Sul Domani gli atleti e l’abolizione del dolore fisico: oggi il vero top player dello sport è l’antidolorifico

I professionisti li usano ormai come fossero Smarties, con gravi danni alla salute. Altro che retorica dello sforzo supereroico e dell’abnegazione verso l’impegno agonistico

nadal

Parigi (Francia) 05/06/2022 - finale Roland Garros / Nadal-Ruud / foto Imago/Image Sport nella foto: Rafael Nadal ONLY ITALY

Sul Domani un lungo articolo dedicato all’uso, anzi, all’abuso, di antidolorifici nello sport. Il titolo è eloquente: l’antidolorifico è diventato il vero top player dello sport.

Ormai gli atleti professionisti consumano il loro fisico fino all’osso.

“per prolungare la vita sportiva utile, hanno ormai adottato per decreto farmacologico l’abolizione del dolore fisico”.

Attraverso, appunto, l’uso di antidolorifici. L’allarme è stato lanciato da Wilhelm Bloch, docente presso la Scuola dello sport di Colonia, specializzato in traumatologia sportiva. Secondo lui ormai non si assumono antidolorifici solo per consentire all’atleta di superare il dolore ed affrontare le gare, ma anche a scopo preventivo, per scongiurare l’insorgere di dolori.

“per usare la metafora di Bloch, oggi gli atleti assumono antidolorifici come se fossero Smarties. Con gravi rischi per la salute”.

Nadal, Ibrahimovic, Tiago Alcantara. Gli esempi sono tanti. Sono tutti casi emblematici della cultura sportiva di oggi,

“che elegge la strategia della rimozione, in luogo della cura, come soluzione al problema del dolore fisico inabilitante”.

Un uso della farmacologia che non ha nulla a che vedere con la tutela e il ripristino delle condizioni di salute, ma che anzi, ha effetti nocivi sul fisico, perché non porta ad una cura ma solo ad un ulteriore carico di lavoro. Tutto ciò non rientra nel doping, ma è comunque una forzatura.

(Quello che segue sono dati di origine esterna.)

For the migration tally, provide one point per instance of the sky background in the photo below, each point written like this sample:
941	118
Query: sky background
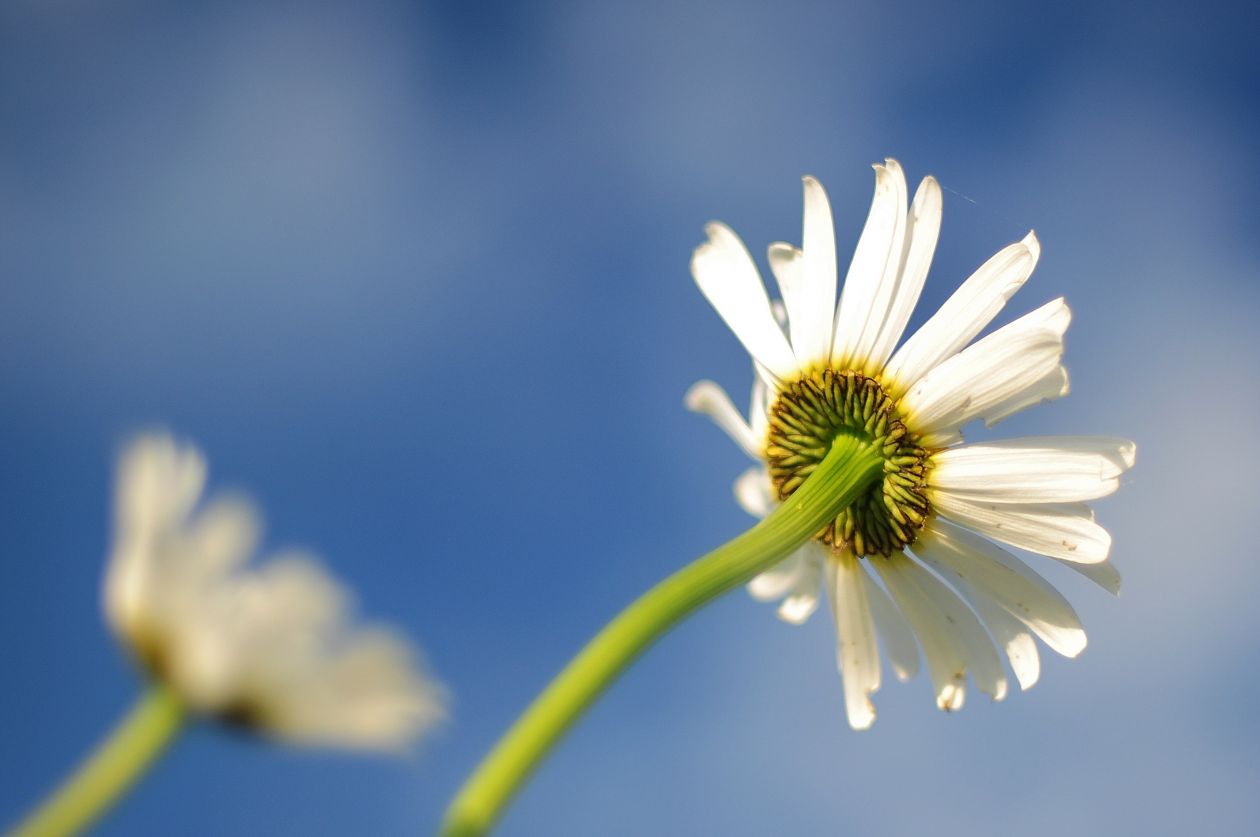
416	277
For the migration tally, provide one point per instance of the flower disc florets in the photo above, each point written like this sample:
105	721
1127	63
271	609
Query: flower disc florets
808	415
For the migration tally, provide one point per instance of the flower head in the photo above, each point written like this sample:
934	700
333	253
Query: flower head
267	647
912	561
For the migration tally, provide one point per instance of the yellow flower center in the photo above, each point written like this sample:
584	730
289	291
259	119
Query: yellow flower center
804	420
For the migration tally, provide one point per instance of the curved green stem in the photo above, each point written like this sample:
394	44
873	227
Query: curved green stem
841	478
116	764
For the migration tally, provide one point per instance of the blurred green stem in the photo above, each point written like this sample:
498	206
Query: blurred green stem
116	764
844	473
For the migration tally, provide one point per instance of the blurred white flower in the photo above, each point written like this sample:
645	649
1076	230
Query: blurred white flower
922	530
267	647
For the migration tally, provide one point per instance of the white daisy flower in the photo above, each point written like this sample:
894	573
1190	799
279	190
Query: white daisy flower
267	647
912	560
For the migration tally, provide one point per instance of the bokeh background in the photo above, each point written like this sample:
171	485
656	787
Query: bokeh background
416	277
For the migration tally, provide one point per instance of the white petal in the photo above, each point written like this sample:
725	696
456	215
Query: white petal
727	276
922	230
1104	574
987	376
1012	637
856	651
895	634
801	600
1064	531
752	492
807	279
368	696
964	314
759	410
778	580
711	400
992	571
951	637
1048	469
159	483
1051	386
945	663
872	274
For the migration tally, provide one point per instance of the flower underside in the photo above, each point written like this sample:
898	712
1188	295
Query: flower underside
807	417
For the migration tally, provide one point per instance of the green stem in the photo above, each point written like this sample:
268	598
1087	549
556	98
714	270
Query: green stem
116	764
844	473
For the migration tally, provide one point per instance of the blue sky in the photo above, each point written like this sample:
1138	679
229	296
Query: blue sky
416	279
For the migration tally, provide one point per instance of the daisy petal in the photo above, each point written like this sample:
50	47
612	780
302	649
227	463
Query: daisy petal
752	492
856	652
964	314
727	276
759	410
801	599
895	634
815	304
993	572
953	639
922	230
1103	574
710	398
987	376
1013	638
1050	469
1051	386
1065	531
873	271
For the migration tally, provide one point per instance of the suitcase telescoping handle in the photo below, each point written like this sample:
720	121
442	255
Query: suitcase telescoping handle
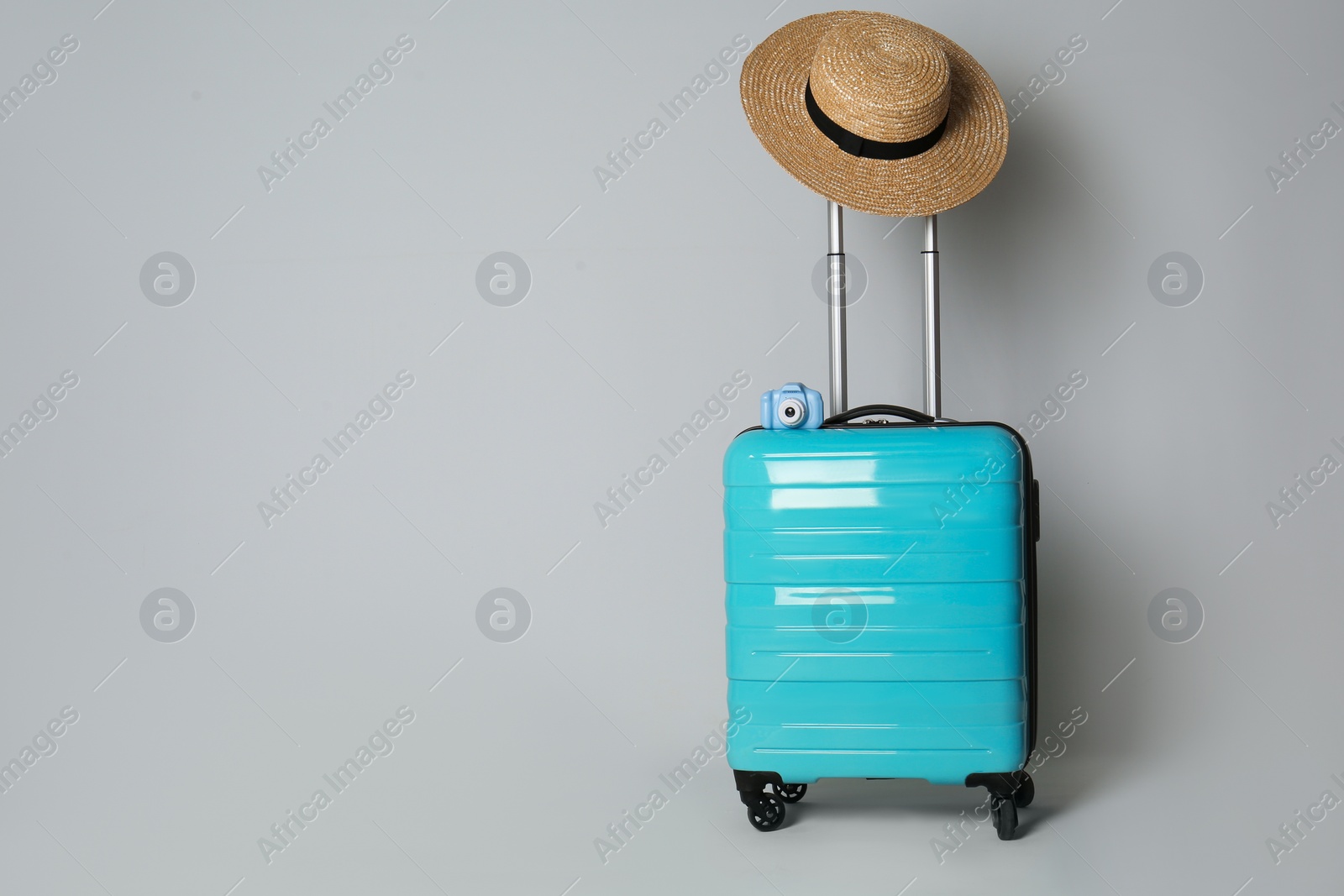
837	300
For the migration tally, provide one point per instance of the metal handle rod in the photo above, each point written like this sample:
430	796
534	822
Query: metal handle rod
933	364
837	300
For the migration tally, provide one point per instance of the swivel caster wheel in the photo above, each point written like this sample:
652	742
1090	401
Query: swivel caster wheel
1026	792
766	812
1005	813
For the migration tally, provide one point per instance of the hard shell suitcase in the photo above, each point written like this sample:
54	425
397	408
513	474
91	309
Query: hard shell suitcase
880	594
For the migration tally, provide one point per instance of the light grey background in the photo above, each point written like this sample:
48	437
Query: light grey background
644	298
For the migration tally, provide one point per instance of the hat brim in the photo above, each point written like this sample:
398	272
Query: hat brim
961	164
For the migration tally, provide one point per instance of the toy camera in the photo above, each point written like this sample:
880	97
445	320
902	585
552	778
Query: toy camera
792	407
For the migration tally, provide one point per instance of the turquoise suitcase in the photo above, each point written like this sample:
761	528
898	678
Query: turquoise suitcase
880	607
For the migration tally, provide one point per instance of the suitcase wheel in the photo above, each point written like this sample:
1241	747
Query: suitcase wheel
1005	813
765	812
1026	792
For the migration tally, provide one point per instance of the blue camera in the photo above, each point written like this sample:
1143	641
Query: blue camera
792	407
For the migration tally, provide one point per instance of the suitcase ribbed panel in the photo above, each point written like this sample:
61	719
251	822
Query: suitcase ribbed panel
875	602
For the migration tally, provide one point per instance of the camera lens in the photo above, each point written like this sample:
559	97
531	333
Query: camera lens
792	412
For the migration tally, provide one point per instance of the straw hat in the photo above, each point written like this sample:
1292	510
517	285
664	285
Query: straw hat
875	112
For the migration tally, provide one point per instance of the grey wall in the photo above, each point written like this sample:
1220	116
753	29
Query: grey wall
308	631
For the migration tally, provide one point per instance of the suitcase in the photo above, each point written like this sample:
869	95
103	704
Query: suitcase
880	593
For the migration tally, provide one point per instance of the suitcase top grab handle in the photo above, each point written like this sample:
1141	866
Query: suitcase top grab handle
867	410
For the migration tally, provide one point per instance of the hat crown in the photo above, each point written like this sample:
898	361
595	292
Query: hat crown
880	78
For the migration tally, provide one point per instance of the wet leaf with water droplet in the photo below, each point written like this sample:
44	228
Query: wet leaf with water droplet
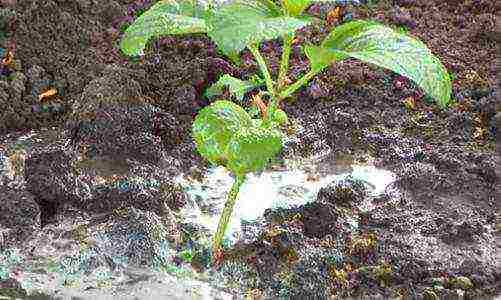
163	18
375	43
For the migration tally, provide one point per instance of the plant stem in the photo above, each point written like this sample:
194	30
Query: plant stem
284	63
228	209
296	85
262	65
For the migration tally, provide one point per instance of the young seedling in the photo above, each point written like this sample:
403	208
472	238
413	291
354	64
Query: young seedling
224	133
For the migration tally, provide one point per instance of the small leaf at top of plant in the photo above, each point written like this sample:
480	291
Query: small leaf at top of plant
234	26
377	44
236	87
214	126
163	18
296	7
252	148
280	117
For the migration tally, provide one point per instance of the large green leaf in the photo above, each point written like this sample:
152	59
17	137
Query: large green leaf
236	87
234	26
166	17
375	43
251	149
214	126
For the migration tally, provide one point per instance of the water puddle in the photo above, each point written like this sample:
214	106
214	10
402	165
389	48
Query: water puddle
291	186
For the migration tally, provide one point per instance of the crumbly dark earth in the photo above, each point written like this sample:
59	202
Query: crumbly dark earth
440	233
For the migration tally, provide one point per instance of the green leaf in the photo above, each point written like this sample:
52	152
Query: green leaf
377	44
251	149
280	117
163	18
296	7
236	25
237	87
321	57
214	126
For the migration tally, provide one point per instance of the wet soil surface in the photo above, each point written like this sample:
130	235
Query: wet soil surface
87	187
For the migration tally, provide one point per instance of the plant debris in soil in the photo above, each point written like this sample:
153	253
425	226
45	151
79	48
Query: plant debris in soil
121	131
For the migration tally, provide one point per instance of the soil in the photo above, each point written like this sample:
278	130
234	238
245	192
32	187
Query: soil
134	116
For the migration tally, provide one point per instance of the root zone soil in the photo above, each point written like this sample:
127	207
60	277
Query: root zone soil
445	162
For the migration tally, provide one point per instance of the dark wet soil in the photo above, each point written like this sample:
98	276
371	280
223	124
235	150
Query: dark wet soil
446	225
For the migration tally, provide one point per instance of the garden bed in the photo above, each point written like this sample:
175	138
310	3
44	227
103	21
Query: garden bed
377	192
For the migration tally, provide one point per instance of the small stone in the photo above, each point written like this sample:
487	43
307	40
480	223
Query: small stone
462	282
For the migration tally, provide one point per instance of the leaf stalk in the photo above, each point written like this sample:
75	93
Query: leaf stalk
227	210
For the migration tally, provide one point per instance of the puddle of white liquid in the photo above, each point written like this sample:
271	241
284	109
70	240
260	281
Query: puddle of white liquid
270	189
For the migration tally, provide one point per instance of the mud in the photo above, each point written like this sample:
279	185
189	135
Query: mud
95	163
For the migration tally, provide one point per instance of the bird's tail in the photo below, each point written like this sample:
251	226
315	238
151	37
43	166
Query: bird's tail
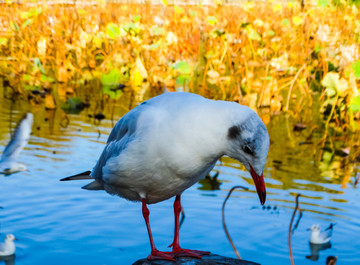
83	175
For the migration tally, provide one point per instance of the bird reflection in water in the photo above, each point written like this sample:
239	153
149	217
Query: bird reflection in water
315	249
9	260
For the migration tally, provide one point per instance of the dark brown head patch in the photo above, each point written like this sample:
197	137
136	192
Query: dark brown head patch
233	132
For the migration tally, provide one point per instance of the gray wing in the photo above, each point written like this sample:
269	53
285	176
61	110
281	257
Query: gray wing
20	138
120	136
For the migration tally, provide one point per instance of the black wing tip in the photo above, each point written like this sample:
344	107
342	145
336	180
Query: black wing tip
83	175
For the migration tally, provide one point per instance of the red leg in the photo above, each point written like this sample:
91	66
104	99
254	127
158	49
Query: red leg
177	250
155	254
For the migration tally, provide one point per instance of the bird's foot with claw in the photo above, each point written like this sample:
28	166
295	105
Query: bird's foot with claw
161	255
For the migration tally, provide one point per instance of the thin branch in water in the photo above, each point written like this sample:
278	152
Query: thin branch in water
289	235
223	220
297	222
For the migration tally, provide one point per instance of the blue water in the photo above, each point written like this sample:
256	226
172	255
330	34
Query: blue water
59	223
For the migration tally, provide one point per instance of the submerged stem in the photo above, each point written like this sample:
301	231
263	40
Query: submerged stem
289	235
223	219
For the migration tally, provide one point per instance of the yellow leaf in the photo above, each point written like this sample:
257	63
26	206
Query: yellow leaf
277	8
297	20
141	68
249	5
213	77
41	46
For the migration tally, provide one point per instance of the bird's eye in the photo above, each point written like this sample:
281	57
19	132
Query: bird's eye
247	150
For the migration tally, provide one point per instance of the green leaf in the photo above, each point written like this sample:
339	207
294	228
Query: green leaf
355	104
182	67
334	85
112	30
356	68
26	78
45	78
112	92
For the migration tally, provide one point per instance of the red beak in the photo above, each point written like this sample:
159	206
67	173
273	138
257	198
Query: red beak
260	185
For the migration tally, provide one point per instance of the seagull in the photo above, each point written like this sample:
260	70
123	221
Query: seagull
318	236
8	247
8	162
167	144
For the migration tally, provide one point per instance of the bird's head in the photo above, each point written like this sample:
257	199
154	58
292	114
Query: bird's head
10	237
314	228
249	143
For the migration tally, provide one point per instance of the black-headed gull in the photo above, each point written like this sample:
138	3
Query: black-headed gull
8	247
168	143
318	236
8	162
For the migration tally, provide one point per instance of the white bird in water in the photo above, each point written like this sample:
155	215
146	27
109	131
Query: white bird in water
8	162
318	236
8	247
168	143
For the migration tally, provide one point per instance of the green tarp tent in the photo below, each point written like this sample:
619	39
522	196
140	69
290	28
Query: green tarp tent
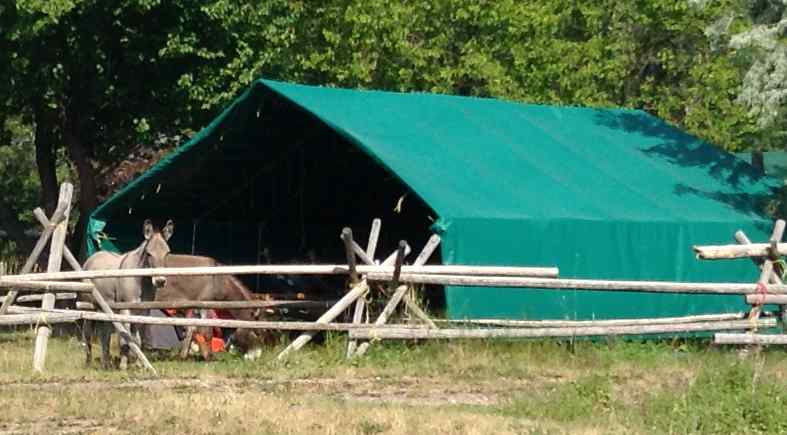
600	193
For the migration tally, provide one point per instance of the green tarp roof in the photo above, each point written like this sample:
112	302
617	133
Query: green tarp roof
510	180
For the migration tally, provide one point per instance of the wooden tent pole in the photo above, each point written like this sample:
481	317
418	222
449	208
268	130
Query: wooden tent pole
46	234
401	291
360	304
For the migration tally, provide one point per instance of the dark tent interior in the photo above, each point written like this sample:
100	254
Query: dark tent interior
277	185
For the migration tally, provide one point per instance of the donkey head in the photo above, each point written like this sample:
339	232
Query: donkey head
156	248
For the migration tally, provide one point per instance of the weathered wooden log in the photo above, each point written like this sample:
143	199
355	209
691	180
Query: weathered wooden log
290	269
401	292
46	234
67	254
723	252
750	339
741	238
37	298
374	235
360	303
358	291
766	299
611	322
428	333
55	260
121	330
37	318
42	335
217	305
50	286
197	322
586	284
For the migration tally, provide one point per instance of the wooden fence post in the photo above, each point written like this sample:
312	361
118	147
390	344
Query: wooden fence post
360	304
55	261
401	291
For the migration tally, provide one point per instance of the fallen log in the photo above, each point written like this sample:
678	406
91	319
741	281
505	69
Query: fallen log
584	284
197	322
612	322
750	339
38	298
371	333
38	318
266	269
765	299
218	305
723	252
34	286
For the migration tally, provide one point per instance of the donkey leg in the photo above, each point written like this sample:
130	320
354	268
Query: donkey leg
87	339
207	333
105	334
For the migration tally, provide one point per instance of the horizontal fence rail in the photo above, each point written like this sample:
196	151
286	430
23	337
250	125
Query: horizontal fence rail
319	269
371	333
584	284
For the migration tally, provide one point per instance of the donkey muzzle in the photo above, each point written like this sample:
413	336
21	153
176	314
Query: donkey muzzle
159	281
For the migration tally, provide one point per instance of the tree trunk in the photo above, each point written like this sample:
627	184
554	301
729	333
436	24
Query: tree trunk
16	231
45	156
758	160
88	199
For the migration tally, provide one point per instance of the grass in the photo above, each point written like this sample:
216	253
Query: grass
400	388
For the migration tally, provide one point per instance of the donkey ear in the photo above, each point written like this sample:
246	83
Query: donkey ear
147	229
169	228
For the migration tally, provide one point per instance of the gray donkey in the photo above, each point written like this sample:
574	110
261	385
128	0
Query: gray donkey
151	253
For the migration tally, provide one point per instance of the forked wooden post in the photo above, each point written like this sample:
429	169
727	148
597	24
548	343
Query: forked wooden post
774	278
55	261
401	291
360	304
72	261
350	297
46	234
767	266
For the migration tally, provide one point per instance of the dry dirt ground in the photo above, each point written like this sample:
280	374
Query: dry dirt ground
446	388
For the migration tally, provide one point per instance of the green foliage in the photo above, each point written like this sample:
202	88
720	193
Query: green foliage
115	75
730	400
652	55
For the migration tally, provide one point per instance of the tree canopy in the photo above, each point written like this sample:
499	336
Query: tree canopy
91	85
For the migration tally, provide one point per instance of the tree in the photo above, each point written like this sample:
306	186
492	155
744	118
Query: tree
91	79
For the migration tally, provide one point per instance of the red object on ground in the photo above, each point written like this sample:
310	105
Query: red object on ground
217	343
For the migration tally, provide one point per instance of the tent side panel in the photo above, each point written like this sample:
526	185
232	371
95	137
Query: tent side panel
593	249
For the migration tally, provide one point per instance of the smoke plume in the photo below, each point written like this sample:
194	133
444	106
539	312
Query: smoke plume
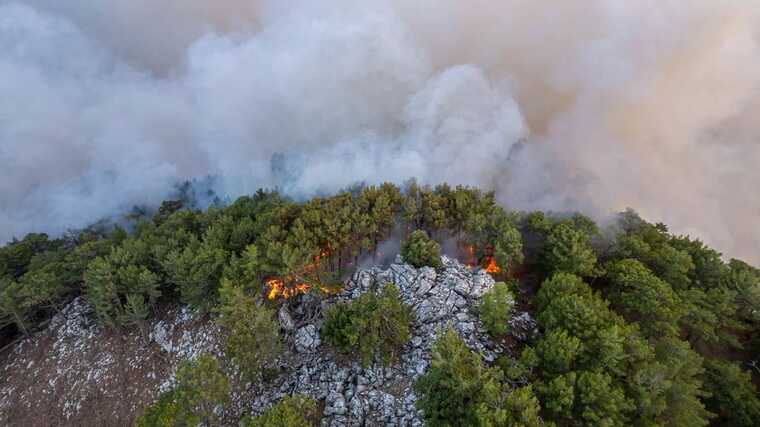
573	105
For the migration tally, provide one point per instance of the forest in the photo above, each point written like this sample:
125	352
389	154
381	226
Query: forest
638	326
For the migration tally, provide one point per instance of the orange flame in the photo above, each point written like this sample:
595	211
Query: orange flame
492	267
277	288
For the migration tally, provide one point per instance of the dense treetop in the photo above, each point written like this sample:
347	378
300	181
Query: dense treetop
638	326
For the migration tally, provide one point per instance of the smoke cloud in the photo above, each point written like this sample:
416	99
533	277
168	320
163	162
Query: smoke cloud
574	105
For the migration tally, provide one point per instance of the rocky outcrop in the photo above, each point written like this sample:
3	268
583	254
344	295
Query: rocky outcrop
376	395
117	375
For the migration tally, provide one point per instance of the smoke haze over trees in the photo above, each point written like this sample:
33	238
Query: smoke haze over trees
577	105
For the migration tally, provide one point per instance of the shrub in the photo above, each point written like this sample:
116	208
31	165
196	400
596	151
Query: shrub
460	390
496	309
733	395
420	251
292	411
253	338
202	389
375	325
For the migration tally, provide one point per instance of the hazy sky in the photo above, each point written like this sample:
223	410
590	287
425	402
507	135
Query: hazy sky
651	104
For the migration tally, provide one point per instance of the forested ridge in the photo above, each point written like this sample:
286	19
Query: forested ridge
638	326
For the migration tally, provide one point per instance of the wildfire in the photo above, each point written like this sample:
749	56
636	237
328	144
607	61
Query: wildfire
470	259
277	288
492	267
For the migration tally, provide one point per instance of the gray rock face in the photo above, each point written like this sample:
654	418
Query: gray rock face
307	339
358	396
86	363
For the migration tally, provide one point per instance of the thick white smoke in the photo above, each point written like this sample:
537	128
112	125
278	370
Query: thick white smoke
590	105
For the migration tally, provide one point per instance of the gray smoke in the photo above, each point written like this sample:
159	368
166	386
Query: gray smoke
573	105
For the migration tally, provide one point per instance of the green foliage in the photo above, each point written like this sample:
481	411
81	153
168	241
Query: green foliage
594	369
118	284
165	412
496	309
569	250
201	393
13	307
642	297
732	395
253	339
460	390
374	325
420	251
292	411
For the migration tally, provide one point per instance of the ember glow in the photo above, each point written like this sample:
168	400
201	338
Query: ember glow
470	259
492	267
294	285
277	288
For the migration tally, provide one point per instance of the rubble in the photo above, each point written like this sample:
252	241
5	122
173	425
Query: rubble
353	395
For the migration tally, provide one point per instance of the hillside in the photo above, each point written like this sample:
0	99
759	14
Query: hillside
376	306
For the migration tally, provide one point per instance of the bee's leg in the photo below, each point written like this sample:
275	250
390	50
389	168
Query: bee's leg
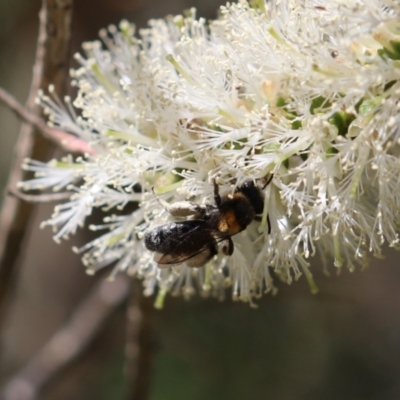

“Il messaggio sociale che ne deriva è devastante. E ancor più devastante è la narrazione fatta dai media o dagli stessi protagonisti, improntata su una retorica dello sforzo supereroico e sul mito dell’abnegazione verso l’impegno agonistico, quando invece dovrebbero essere sottolineati l’altissimo grado di rischio fisico che deriva da una così azzardata manutenzione del corpo e la necessità di disincentivare qualsiasi tentazione di emulare tali pratiche”.

Ormai è come se si fosse arrivati ad un rapporto alienato tra l’atleta ed il suo corpo, scrive il quotidiano. Per l’atleta professionista il corpo è una macchina essenziale, che va tenuta in condizioni di perfetta efficienza per svolgere le gare ad alto livello.

“E allora l’atleta deve fare ogni cosa per rimettere a posto la macchina della prestazione. Perché così gli viene imposto anche da chi lo paga e non tollera tempi morti. Qui si consuma il tratto più tragico dell’alienazione. L’atleta abusa del proprio corpo per renderlo fit, a scapito della salute. Quel corpo se lo vedrà restituire a fine carriera, come una macchina in condizioni da rottamazione e che invece deve andare avanti per il resto della vita post agonistica. Quando non basterà consumare antidolorifici come fossero Smarties per recuperare una vita degna d’essere vissuta”.